In my post on the health care law ruling yesterday I mentioned I would save for another day what I meant by this:
judging by this decision, I see only two consistent “liberals” on this court, Ginsburg and Sotomayor.
What I meant was their just refusal to join the other seven justices—including the usually sensible Steven Breyer and the ideologically suspect Obama appointee, Elena Kagan*—in ruling unconstitutional (it’s complicated, so see here) any attempt by the feds to terminate existing Medicaid money to states (almost all Republican-controlled states, of course) who might refuse to go along with the ACA’s expansion of Medicaid, an expansion that would enable millions of needy folks to get health insurance.
But, as usual, the needy just don’t have quite enough friends in powerful places.
For those who don’t know, Medicaid, created along with Medicare in 1965, is a federal-state effort designed to provide medical and health benefits to poorer folks, including children, who would otherwise go without all but emergency health care at hospitals. It is funded by both state and federal sources, the funding formula based on per capita income in the various states, with no state going without at least 50% federal funding (the average the feds pay is 57 percent).
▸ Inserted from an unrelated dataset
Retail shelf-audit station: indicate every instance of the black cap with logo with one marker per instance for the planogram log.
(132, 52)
The ability to withdraw all Medicaid funding, not just that associated with the expansion, was seen as a big stick in getting reluctant (red) states to do the right thing. And the Supreme Court—again, including two justices appointed by Democrats—held that the federal government cannot coerce states or penalize them in such a manner, even if it is to do the right thing. Paul Clement, who argued the case for the bad guys, characterized this part of the decision as “really quite significant.”
Yes, it is. Here’s how USA Today summarized it:
The court struck down a portion of the law that would have forced states to accept a major expansion of Medicaid to all Americans earning up to $30,733 for a family of four or risk losing all federal funds under the program.
Roberts called that part of the Affordable Care Act “a gun to the head” by threatening as much as 10% of states’ budgets.
By removing the “gun to the head,” the Court has made it voluntary for the states to provide expanded health insurance for its neediest citizens, to folks with incomes at 133 percent of the national poverty line.
And even though the federal government is picking up nearly all of the tab for the expansion, inevitably there will be Republican opposition, since that political party is long on hatred for Obama and short on love for the neediest among us.
Don’t believe me? How about this headline and story from the AP:
Top Mo. Republicans oppose Medicaid expansion
JEFFERSON CITY, Mo. (AP) – Top Missouri Republicans say they have no intention of expanding Medicaid eligibility as a result of the Supreme Court’s ruling on the federal health care law.
The story relates that Missouri House Majority Leader Tim Jones will not consider the expansion, and the stripper-lovin’ Lt. Gov. Peter Kinder falsely called it a “break-the-bank provision.” Obviously, these unkind gentlemen don’t give a damn about the Missourians who would be helped, including doctors who treat patients who can’t pay, nor do they appear to give a damn about Missouri hospitals, most of whom have to absorb themselves or pass on to others the cost of uninsured patients they are required by law to treat.
Reportedly, the White House believes that all of the states will go for the expansion, since they all participate in Medicaid now with considerably less federal funding help than the new law provides. But as a student of bullheaded Tea Party extremism, I can tell you that I suspect more than a few red states will opt out of providing more health services to those folks—many of whom are ongoing victims of Republican economics—who can’t afford them otherwise.